0

I would like to count the occurrences of all words in a column. The tricky part is that words in a row can appear in long stretches; meaning there are many spaces in-between.

This is a dummy example:

column_name

aaa bbb ccc ddd
[aaa]
bbb
bbb

So far I managed to use the following code

SELECT column_name, 
    SUM(LEN(column_name) - LEN(REPLACE(column_name, ' ', ''))+1) as counts
FROM 
    dbo.my_own
GROUP BY 
    column_name

The code gives me smth like this

column_name         counts

aaa bbb ccc ddd     1
[aaa]               1
bbb                 2

However, my desired output is:

column_name         counts

aaa                 1
[aaa]               1
bbb                 3
ccc                 1
ddd                 1
Dario Seidl
  • 4,140
  • 1
  • 39
  • 55
Jo-Achna
  • 315
  • 1
  • 3
  • 14

2 Answers2

1

In SQL Server, you would use string_split():

select s.value as word, count(*)
from dbo.my_own o cross apply
     string_split(o.column_name, ' ') s
where s.value <> ''
group by s.value;

String manipulation is highly database-dependent. Most databases have some method for doing this, but they can be quite different.

Gordon Linoff
  • 1,242,037
  • 58
  • 646
  • 786
  • One more thing, I'm trying to order the number of words and used `group by word DESC`. Any variation of it is not working. I'm not sure why not? – Jo-Achna Apr 11 '20 at 13:13
0

First, take a look at this question to see how to split the words in your column into multiple rows. In that question the words are separated by comma, but, of course, it works the same with spaces.
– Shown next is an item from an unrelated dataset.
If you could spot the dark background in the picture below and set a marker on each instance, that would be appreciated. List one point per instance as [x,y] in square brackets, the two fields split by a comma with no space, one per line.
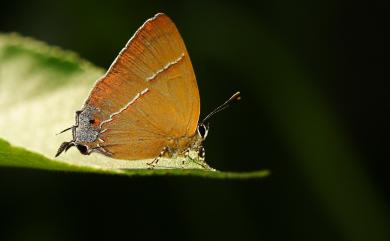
[313,111]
For your case, assuming a table tablename with an id and your words in columnname, where you have at most 4 words in the column, it would look like this:

SELECT
    tablename.id,
    SUBSTRING_INDEX(SUBSTRING_INDEX(tablename.columnname, ' ', numbers.n), ' ', -1) columnname
FROM
    (SELECT 1 AS n UNION ALL
     SELECT 2 UNION ALL
     SELECT 3 UNION ALL
     SELECT 4) numbers
     INNER JOIN tablename
     ON LENGTH(tablename.columnname) - LENGTH(REPLACE(tablename.columnname, ' ', '')) >= numbers.n - 1
ORDER BY
    id, n

Then, you can simply count the words:

SELECT columnname, count(*) FROM (
    SELECT
        tablename.id,
        SUBSTRING_INDEX(SUBSTRING_INDEX(tablename.columnname, ' ', numbers.n), ' ', -1) columnname
    FROM
        (SELECT 1 AS n UNION ALL
         SELECT 2 UNION ALL
         SELECT 3 UNION ALL
         SELECT 4) numbers
         INNER JOIN tablename
         ON LENGTH(tablename.columnname) - LENGTH(REPLACE(tablename.columnname, ' ', '')) >= numbers.n - 1
    ORDER BY
        id, n
) normalized
GROUP BY columnname

If you have more than 4 words in your column, you need to expand the select from numbers accordingly.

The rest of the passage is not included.